What do you need to know? Really? And how might you be able to learn this?
Questions like these are addressed in a tantalizing piece that appeared recently in the New York Times. Written by Lawrence Summers, former Secretary of the Treasury and President of Harvard University, “What You (Really) Need to Know” examines our quest for knowledge in light of changes in our world.
Summers begins by noting that universities set the standard for what students should know and how they should know it. Yet, ironically, university education is often way behind the times. Is this so bad? Summers is unsure:
It may be that inertia is appropriate. Part of universities’ function is to keep alive man’s greatest creations, passing them from generation to generation. Certainly anyone urging reform does well to remember that in higher education the United States remains an example to the world, and that American universities compete for foreign students more successfully than almost any other American industry competes for foreign customers.
Yet, Summers wonders how university education might change in light of what is happening in the world today:
Nonetheless, it is interesting to speculate: Suppose the educational system is drastically altered to reflect the structure of society and what we now understand about how people learn. How will what universities teach be different? Here are some guesses and hopes.
He outlines six possible transformations in the way we learn, in the university and beyond. Here are his main points, with some explanatory excerpts:
1. Focus on Learning Process.
“Education will be more about how to process and use information and less about imparting it. This is a consequence of both the proliferation of knowledge — and how much of it any student can truly absorb — and changes in technology.”
2. Collaboration“An inevitable consequence of the knowledge explosion is that tasks will be carried out with far more collaboration.”
3. New Technologies
“New technologies will profoundly alter the way knowledge is conveyed.”
4. Active Learning
“Not everyone learns most effectively in the same way. And yet in the face of all evidence, we rely almost entirely on passive learning. Students listen to lectures or they read and then are evaluated on the basis of their ability to demonstrate content mastery. They aren’t asked to actively use the knowledge they are acquiring.”
“’Active learning classrooms’ — which cluster students at tables, with furniture that can be rearranged and integrated technology — help professors interact with their students through the use of media and collaborative experiences.”
5. Cosmopolitan Education
“The world is much more open, and events abroad affect the lives of Americans more than ever before. This makes it essential that the educational experience breed cosmopolitanism — that students have international experiences, and classes in the social sciences draw on examples from around the world.”
6. Data Analysis
“Courses of study will place much more emphasis on the analysis of data.”

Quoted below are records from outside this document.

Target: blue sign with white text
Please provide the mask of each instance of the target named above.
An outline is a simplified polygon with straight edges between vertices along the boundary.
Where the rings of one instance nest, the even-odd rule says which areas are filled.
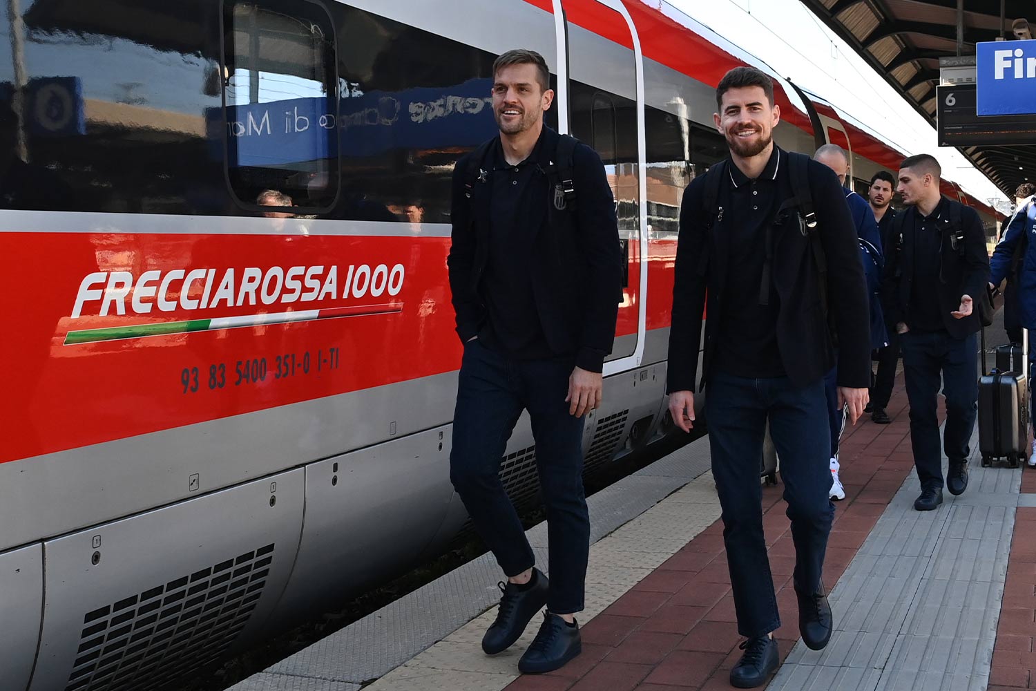
[[[1036,40],[978,44],[979,115],[1036,114]]]

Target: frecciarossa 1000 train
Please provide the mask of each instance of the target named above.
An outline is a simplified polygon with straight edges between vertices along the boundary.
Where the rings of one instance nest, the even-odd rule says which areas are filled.
[[[462,529],[450,178],[496,133],[508,49],[546,57],[548,122],[601,154],[628,259],[587,472],[661,436],[681,195],[726,155],[721,76],[767,69],[747,53],[657,0],[9,5],[3,691],[161,687]],[[896,170],[775,81],[781,146]],[[535,455],[523,421],[518,500]]]

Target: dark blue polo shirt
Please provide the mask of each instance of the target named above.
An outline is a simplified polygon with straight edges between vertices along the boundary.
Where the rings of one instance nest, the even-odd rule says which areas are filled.
[[[939,219],[949,213],[946,198],[930,215],[921,215],[915,206],[911,211],[912,224],[906,225],[904,232],[914,233],[914,279],[911,284],[910,314],[906,315],[906,325],[915,332],[943,332],[942,308],[939,305],[939,286],[942,281],[939,276],[941,252],[943,248],[943,231]]]
[[[769,305],[759,305],[759,285],[766,259],[767,227],[773,223],[780,195],[779,183],[788,175],[787,162],[776,146],[767,167],[749,179],[727,162],[727,179],[720,184],[717,202],[723,219],[718,241],[727,243],[726,283],[716,367],[739,377],[784,376],[784,364],[777,347],[777,314],[780,298],[770,285]]]
[[[489,256],[483,278],[489,321],[479,334],[485,345],[519,359],[553,357],[533,292],[529,182],[545,172],[537,165],[543,135],[525,161],[508,165],[499,138],[489,155]]]

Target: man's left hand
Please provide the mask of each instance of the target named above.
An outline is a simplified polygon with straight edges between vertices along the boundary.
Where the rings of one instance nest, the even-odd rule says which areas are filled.
[[[960,296],[960,307],[957,308],[956,312],[950,312],[950,315],[954,319],[963,319],[971,314],[972,310],[972,299],[971,295]]]
[[[582,418],[600,407],[603,386],[600,372],[587,372],[578,367],[572,370],[569,376],[569,395],[565,397],[565,402],[569,404],[569,414]]]
[[[856,425],[856,421],[863,415],[863,409],[867,407],[867,401],[869,398],[870,394],[866,388],[848,388],[847,386],[839,386],[838,409],[841,410],[842,406],[848,405],[850,422],[853,425]]]

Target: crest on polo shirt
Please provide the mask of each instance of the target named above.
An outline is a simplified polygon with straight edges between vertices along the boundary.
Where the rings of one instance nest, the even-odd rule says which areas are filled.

“As the ‘Moneyball’ story aptly displays in the world of baseball, the marshalling of data to test presumptions and locate paths to success is transforming almost every aspect of human life.”
I find all of this quite thought provoking. It is relevant, I believe, not just for higher education. It challenges all sorts of activities and institutions. If Summers is at all right in what he proposes, or in some of it, at any rate, I wonder what implications this might have for the church? Plenty to ponder here. As you think about all of this, let me encourage you to read the original article: “What You (Really) Need to Know” by Lawrence Summers.